Improve Spark Connect compatibility for NDS and NDS-H by sayedbilalbari · Pull Request #254 · NVIDIA/spark-rapids-benchmarks

sayedbilalbari · 2026-04-07T01:55:11Z

Summary

This PR tightens generic Spark Connect compatibility for the benchmark runners without adding router-specific behavior.

It makes the runner and reporting paths more tolerant of Spark Connect environments where sparkContext access, listener
registration, or config exposure differ from classic PySpark. It also documents the expected warning patterns seen during
smoke testing so healthy Spark Connect runs do not look broken.

Changes

add --spark_connect support to nds_power.py and nds_h_power.py
build remote sessions with SparkSession.builder.remote(...) when requested
stop assuming applicationId is always available through sparkContext
use spark_session.stop() for session shutdown in the Spark Connect path
harden both benchmark report implementations to fall back when sparkContext or listener registration is unavailable
document direct Spark Connect execution and expected smoke-test warnings in the NDS and NDS-H READMEs

Why

The previous benchmark code still had a few direct dependencies on classic Spark APIs that are not reliable in Spark Connect
runs, especially around app id lookup, listener registration, and config access.

The goal here is to keep the benchmark-side work generic:

no smart-router-specific flags or naming
no Aether-specific operational assumptions
preserve classic behavior when Spark Connect is not used

Validation

python3 -m py_compile nds/nds_power.py nds-h/nds_h_power.py nds/PysparkBenchReport.py utils/python_benchmark_reporter/ PysparkBenchReport.py
smoke-tested in the broader AB + Spark Connect + Spark2A flow after cleanup work, with the benchmark-side Spark Connect
compatibility fallbacks working for that path

Notes

Expected Spark Connect smoke-test warnings are now documented explicitly, including:

missing RAPIDS Python listener registration from the client runtime
Spark Connect rejecting non-updatable configs such as spark.locality.wait

greptile-apps · 2026-04-07T01:59:05Z

Greptile Summary

This PR adds --spark_connect support to the NDS and NDS-H power runners and hardens the benchmark report implementations to be tolerant of Spark Connect environments where sparkContext access and listener registration may be unavailable. Classic Spark behaviour is fully preserved; both paths have been smoke-tested and the expected warning patterns are now documented in the READMEs.

Confidence Score: 5/5

PR is safe to merge; all remaining concerns are minor quality items

No P0/P1 findings. The two open items from prior review threads (hardcoded 'spark-connect' fallback ID and utils/ vs nds/ PysparkBenchReport divergence) are pre-existing P2 style/traceability concerns that do not block correct benchmark execution. The implementation is functionally correct, well-documented, and smoke-tested.

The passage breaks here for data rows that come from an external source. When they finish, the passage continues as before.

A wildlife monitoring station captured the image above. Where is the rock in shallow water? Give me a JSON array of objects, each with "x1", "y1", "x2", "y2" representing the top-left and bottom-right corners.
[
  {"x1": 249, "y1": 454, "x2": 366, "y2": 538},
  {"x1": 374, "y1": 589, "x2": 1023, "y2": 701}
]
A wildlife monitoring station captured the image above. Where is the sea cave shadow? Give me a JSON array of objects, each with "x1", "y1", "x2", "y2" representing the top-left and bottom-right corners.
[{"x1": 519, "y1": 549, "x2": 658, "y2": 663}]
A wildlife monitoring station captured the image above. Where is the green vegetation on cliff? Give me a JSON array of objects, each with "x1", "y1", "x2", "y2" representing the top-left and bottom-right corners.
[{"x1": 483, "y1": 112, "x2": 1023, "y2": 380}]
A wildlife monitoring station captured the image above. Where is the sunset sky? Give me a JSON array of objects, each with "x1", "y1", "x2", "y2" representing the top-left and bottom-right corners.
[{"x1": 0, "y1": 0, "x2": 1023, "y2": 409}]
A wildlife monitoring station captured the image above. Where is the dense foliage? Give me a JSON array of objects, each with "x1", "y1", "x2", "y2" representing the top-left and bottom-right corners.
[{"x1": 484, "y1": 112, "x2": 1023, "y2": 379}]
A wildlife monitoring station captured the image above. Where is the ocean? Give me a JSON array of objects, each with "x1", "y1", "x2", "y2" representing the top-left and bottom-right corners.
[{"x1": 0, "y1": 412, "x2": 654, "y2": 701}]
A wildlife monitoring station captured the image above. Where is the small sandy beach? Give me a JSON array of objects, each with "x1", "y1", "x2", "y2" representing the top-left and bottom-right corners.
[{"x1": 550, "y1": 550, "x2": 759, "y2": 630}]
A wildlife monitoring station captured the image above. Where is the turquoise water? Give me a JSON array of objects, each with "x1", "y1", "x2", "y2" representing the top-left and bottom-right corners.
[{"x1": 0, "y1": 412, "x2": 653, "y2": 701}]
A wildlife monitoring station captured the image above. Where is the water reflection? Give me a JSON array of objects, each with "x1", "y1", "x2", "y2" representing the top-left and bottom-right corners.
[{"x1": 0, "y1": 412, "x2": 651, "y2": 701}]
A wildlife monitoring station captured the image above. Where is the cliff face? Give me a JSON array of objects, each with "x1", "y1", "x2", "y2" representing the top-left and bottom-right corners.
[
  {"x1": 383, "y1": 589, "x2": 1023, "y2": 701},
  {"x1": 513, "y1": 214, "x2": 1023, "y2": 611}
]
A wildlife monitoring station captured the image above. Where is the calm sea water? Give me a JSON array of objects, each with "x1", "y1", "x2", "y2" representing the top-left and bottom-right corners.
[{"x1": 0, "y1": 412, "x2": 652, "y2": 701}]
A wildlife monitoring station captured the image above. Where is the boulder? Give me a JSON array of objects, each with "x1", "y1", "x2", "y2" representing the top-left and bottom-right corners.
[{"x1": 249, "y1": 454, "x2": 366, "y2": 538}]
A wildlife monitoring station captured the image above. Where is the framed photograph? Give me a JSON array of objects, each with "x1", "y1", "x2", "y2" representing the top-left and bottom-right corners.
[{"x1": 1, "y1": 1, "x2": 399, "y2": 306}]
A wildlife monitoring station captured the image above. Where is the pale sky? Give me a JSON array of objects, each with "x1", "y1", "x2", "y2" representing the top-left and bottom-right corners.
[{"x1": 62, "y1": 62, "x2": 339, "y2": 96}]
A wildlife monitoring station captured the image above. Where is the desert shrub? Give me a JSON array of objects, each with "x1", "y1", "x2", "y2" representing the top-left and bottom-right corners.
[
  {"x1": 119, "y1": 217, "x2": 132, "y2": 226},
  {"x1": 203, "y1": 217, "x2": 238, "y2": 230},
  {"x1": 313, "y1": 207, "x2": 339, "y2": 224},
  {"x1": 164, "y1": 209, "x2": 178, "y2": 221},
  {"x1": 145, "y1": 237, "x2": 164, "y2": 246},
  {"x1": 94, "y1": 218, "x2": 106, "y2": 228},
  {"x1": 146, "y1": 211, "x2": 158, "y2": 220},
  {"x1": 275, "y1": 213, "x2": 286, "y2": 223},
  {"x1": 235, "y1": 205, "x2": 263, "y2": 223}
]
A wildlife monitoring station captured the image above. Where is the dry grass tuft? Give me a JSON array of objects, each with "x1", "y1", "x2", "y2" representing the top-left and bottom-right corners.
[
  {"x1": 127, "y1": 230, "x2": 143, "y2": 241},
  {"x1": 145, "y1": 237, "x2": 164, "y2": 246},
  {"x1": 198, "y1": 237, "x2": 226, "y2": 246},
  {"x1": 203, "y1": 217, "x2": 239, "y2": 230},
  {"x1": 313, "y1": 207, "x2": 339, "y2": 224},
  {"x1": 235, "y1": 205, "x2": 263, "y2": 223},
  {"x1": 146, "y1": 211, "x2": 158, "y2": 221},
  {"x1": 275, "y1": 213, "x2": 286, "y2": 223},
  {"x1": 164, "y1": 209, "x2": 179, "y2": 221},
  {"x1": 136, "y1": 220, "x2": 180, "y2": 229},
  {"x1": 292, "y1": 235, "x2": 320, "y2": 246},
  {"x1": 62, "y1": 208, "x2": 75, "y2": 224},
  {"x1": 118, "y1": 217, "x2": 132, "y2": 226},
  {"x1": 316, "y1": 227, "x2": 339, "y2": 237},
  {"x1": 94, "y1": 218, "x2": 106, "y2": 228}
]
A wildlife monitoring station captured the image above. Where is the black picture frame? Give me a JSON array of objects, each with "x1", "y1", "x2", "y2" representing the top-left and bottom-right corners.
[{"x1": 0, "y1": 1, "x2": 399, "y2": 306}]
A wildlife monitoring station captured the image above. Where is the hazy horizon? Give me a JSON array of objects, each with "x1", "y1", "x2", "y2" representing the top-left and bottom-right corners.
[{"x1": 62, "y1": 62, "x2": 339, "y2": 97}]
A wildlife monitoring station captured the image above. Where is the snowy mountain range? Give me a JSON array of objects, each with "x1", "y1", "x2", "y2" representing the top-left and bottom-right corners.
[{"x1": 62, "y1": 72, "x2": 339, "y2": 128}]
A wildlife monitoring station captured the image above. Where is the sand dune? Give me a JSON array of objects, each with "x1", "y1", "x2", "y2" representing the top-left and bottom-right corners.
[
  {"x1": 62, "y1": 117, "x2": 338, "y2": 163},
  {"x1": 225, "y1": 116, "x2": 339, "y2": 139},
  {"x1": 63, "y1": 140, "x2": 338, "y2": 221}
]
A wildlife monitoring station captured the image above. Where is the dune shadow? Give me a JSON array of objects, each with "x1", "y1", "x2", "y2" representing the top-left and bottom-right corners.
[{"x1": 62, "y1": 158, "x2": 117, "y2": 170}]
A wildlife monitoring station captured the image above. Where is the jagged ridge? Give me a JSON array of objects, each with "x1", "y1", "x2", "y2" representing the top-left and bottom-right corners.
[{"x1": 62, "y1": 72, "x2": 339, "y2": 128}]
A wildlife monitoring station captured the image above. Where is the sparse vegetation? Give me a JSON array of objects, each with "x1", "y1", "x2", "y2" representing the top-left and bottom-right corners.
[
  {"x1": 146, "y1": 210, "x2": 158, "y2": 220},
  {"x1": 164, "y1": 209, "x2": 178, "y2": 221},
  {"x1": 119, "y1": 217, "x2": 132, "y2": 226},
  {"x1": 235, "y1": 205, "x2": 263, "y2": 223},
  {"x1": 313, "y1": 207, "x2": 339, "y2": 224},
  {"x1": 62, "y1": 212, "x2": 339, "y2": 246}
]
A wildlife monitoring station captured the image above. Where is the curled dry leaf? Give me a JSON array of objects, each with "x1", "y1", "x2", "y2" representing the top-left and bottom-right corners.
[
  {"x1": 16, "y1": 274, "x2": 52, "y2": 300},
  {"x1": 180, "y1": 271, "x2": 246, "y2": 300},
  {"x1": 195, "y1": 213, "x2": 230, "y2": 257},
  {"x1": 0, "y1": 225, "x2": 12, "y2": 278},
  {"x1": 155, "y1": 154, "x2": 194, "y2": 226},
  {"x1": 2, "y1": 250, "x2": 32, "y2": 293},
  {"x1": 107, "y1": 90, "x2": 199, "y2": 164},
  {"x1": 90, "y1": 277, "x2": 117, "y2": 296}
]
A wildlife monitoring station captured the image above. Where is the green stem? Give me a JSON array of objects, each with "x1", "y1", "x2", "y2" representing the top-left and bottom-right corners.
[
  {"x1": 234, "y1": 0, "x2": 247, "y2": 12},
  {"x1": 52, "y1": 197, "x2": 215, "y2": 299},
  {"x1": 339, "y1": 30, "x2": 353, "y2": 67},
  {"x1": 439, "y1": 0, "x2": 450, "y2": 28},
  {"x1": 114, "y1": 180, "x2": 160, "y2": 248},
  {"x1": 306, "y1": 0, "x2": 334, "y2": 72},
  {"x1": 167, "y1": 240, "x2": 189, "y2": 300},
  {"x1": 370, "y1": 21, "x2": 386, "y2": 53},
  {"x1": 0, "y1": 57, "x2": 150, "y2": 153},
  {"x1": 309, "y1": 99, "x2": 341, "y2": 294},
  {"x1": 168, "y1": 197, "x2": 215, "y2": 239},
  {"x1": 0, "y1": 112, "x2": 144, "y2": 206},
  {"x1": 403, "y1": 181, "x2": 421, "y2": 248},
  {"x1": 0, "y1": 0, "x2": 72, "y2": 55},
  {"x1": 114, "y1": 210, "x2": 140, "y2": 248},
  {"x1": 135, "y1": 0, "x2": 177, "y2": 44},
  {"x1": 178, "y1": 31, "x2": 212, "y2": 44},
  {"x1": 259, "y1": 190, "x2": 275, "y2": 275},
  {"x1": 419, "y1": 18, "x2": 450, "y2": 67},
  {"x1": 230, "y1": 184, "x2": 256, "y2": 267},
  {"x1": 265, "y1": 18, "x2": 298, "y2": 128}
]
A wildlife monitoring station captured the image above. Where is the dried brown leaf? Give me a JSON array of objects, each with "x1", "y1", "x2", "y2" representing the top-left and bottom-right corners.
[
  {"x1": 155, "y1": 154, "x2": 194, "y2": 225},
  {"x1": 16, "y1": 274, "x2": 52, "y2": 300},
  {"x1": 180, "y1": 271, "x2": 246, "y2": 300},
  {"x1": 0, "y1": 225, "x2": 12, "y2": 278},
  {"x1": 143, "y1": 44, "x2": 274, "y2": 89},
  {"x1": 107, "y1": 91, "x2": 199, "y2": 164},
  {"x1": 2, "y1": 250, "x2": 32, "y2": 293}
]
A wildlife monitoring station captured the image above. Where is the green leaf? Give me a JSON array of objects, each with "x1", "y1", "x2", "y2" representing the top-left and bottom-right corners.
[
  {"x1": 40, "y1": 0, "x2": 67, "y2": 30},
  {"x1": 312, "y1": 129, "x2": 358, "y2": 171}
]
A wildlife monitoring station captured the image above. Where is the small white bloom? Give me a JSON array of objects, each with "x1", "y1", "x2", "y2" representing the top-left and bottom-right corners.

utils/python_benchmark_reporter/PysparkBenchReport.py has slightly less hardened Spark Connect handling than its nds/ counterpart, but it is functionally safe.

Important Files Changed

Filename	Overview
nds/nds_power.py	Adds `_get_app_id` helper and `--spark_connect` flag; session shutdown already correctly used `spark_session.stop()`
nds-h/nds_h_power.py	Mirrors nds_power.py changes: `_get_app_id` helper, `--spark_connect` flag, and `spark_session.stop()` replacing `sparkContext.stop()`
nds/PysparkBenchReport.py	Adds proactive `is_remote()` guard via `_is_spark_400_or_later` for clean Spark Connect handling; listener registration skipped properly in remote mode
utils/python_benchmark_reporter/PysparkBenchReport.py	Adds try/except fallback for sparkContext conf access and broadens listener exception type; reactive rather than proactive Spark Connect guard compared to nds/ sibling
nds/README.md	Documents Spark Connect execution path and expected smoke-test warnings for NDS power runs
nds-h/README.md	Documents Spark Connect execution path and expected smoke-test warnings for NDS-H power runs

Sequence Diagram

sequenceDiagram
    participant CLI as CLI Caller
    participant Runner as nds_power / nds_h_power
    participant Builder as SparkSession.builder
    participant SC as Spark Connect Server
    participant Classic as Classic SparkContext

    CLI->>Runner: --spark_connect sc://host:port
    Runner->>Builder: builder.remote(spark_connect)
    Builder->>SC: getOrCreate() via Spark Connect
    SC-->>Runner: SparkSession (remote)
    Runner->>Runner: _get_app_id(session)
    Note right of Runner: 1. conf.get(spark.app.id)<br/>2. sparkContext.applicationId<br/>3. fallback spark-connect
    Runner->>SC: run queries / setup tables
    SC-->>Runner: results
    Runner->>SC: spark_session.stop()

    CLI->>Runner: (no --spark_connect)
    Runner->>Builder: builder (classic)
    Builder->>Classic: getOrCreate()
    Classic-->>Runner: SparkSession (classic)
    Runner->>Runner: _get_app_id(session)
    Note right of Runner: conf.get fails → sparkContext.applicationId
    Runner->>Classic: run queries
    Classic-->>Runner: results
    Runner->>Classic: spark_session.stop()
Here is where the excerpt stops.